• Bay Area’s first freeze, more to come (SF Chronicle)

    First fog, then wind and now freezing cold. Last week’s Great Basin storm that brought thick fog and high winds to the Bay Area has now moved on, leaving a patch of chilly air most of the region.

  • Port of Oakland calls on community to avoid Occupy shutdown (Bay Area News Group)

    The Port of Oakland, bracing for a blockade on Dec. 12, has sent an open letter to the community pleading to keep the facility open. In a full-page ad that ran Sunday in the Oakland Tribune, the Board of Port Commissioners calls the shutdown proposed by the Occupy movement a “bad idea.” “Another shutdown will only make things worse–diverting cargo, tax revenue, and jobs to other communities.
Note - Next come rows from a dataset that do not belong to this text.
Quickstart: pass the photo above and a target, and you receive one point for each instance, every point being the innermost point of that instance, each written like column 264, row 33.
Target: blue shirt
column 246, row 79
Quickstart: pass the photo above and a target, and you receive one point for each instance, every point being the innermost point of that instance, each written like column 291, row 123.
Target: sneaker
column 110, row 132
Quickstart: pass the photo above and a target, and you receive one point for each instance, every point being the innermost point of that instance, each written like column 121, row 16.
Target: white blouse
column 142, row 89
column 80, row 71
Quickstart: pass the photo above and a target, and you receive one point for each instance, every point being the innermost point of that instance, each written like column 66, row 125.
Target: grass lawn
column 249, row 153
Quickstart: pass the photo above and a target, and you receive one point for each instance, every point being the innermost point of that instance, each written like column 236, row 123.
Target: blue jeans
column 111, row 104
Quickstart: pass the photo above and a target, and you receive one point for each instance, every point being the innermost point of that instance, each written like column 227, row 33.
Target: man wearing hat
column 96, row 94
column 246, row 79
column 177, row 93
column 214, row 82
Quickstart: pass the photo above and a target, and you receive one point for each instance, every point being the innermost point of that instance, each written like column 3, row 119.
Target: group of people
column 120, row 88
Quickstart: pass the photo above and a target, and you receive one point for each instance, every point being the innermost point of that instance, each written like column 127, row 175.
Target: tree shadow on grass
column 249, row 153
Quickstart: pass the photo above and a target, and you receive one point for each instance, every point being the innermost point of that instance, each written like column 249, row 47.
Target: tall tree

It will hurt working people and harm our community,” according to the letter, signed by the board’s president Pamela Calloway and two other members.

  • Relocating SF Occupy camp not cheered in Mission (Matier & Ross, SF Chronicle)
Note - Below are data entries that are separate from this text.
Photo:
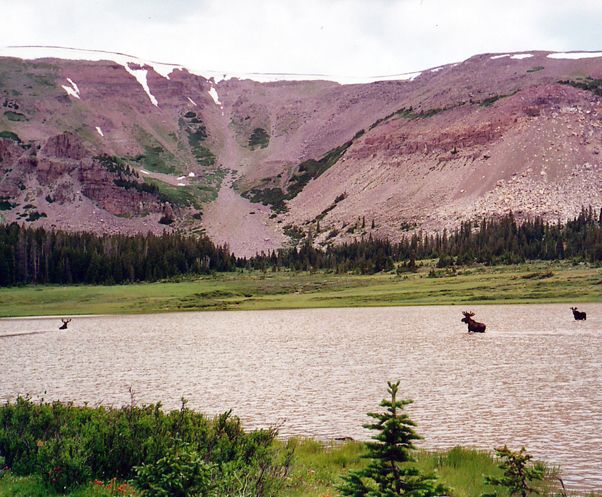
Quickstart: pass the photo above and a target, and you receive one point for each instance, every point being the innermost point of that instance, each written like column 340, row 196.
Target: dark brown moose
column 578, row 315
column 65, row 323
column 473, row 326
    …[Jane] Kim and her fellow progressive supervisors have been big supporters of the Occupy movement and its right to camp out in Justin Herman Plaza. But the prospect of an Occupy takeover of an abandoned school site on Mission Street is bringing out the NIMBYs in force.

  • Possible outbreak of ‘Blue Flu’ behind spike in San Jose police sick days (SJ Mercury News)
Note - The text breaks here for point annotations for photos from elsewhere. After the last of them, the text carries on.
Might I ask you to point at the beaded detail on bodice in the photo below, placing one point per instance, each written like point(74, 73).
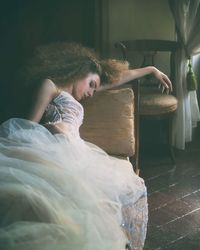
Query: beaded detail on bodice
point(64, 108)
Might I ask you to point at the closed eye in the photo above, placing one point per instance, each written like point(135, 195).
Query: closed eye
point(92, 85)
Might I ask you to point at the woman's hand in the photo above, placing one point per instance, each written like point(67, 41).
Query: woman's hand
point(165, 83)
    San Jose police officers are calling in sick far more than ever before — and it’s probably not just the sniffles. The yearlong, pronounced spike in sick time — up an astonishing 40 percent from the year before — comes during a stressful season of layoffs, pay cuts and talk of major pension reform. It’s also occurring as the city is suffering its highest level of homicides in 14 years, even as the department has been slashed to its lowest staffing level in two decades.

  • Poll shows Brown still rates high, but unpopular cuts loom (Sacramento Bee)

    Gov. Jerry Brown’s public approval rating is still relatively high after almost a year in office, but it has slipped slightly, and the specter of additional spending cuts could erode it further, according to a new Field Poll.

  • SF Mayor Ed Lee to face biggest challenge yet: negotiating salary contracts (SF Examiner)

    Mayor Ed Lee will put his stamp on the largest component of San Francisco’s budget next year when most of The City’s labor contracts come up for renegotiation. When unions representing nurses, gardeners, engineers, lawyers, deputy sheriffs, public works employees and others sit down for contract talks, the bottom line will affect city finances for years to come.

  • Santa Clara police captain named first woman to lead San Rafael Police dept. (Marin Independent Journal)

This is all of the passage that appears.